Corporations are business entities, separate from the owners and offering limited liability like limited liability companies. Corporations retain most of the rights and responsibilities that an individual possesses and have the right to enter into contracts, loan and borrow money, sue and be sued, hire employees, own assets and pay taxes. Unlike limited liability companies, corporations must follow specific rules of operations not to “pierce the corporate veil” making owners liable for more than their initial investment. From a tax standpoint, corporations are organized into two basic structures, as C-Corporations and S-Corporations. C-Corporations are the most common, privately or closely held, which means that stock is not publicly traded on a market. Shareholders of smaller C-corporations act as directors and officers of the company, but larger C-Corporations have a board of directors and officers distinct from their shareholders. Although the most common, C-Corporations are the most complex to form and operate due to the rules and formalities that must be followed. In order to establish a C-Corporation, a promoter must file the Articles of Incorporation with the Secretary of State, authorize shares of stock, issue shares of stock, appoint Directors, and create bylaws. Once a C-Corporation is formed, regular board of director and shareholder meetings must be held, and all meeting minutes and corporate actions must be properly recorded. C-Corporations run into double taxation problems because corporate income is subject to income tax, as is the shareholders’ income on dividends and/or salary they are paid out from the corporation.

S-Corporations differ from C-Corporations in two ways: 1) S-Corporations provide for a “pass-through” and not stand-alone tax structure; and like limited liability companies, are not subject to double taxation, and 2) because S-Corporations avoid double taxation, they are subject to limitations such as the number and types of shareholders allowed. It is important to note that an S-Corporation is a tax election that is made by filing a form with the IRS. Both C-Corporations and Limited Liability Companies can make this tax election. It is not a legal entity that can be registered with any state.

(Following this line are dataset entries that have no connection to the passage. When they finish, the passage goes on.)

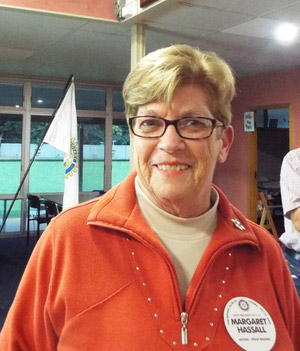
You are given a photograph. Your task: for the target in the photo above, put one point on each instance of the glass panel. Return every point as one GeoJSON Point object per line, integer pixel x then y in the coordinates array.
{"type": "Point", "coordinates": [120, 150]}
{"type": "Point", "coordinates": [90, 99]}
{"type": "Point", "coordinates": [13, 222]}
{"type": "Point", "coordinates": [45, 96]}
{"type": "Point", "coordinates": [11, 94]}
{"type": "Point", "coordinates": [273, 118]}
{"type": "Point", "coordinates": [10, 152]}
{"type": "Point", "coordinates": [91, 170]}
{"type": "Point", "coordinates": [118, 102]}
{"type": "Point", "coordinates": [47, 171]}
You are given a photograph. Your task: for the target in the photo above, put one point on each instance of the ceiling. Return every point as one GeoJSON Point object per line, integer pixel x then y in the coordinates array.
{"type": "Point", "coordinates": [41, 45]}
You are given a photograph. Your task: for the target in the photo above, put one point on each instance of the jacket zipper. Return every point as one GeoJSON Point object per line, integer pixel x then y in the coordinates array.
{"type": "Point", "coordinates": [184, 317]}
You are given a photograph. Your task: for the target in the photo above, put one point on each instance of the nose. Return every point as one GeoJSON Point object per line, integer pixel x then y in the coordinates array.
{"type": "Point", "coordinates": [171, 141]}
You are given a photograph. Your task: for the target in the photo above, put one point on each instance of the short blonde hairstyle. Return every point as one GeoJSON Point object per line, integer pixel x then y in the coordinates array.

In the end, the basic formula for forming a business involves how much money you want to spend, the advantages and disadvantages of form filing, tax benefits, and who manages day to day operations. Depending on your preferences and views on liability, one entity may be more appealing than the next. Regardless, it is always wise to do your due diligence and learn as much as possible on each entity, its formalities, management, and liabilities, so you pick the one that best fits your business needs.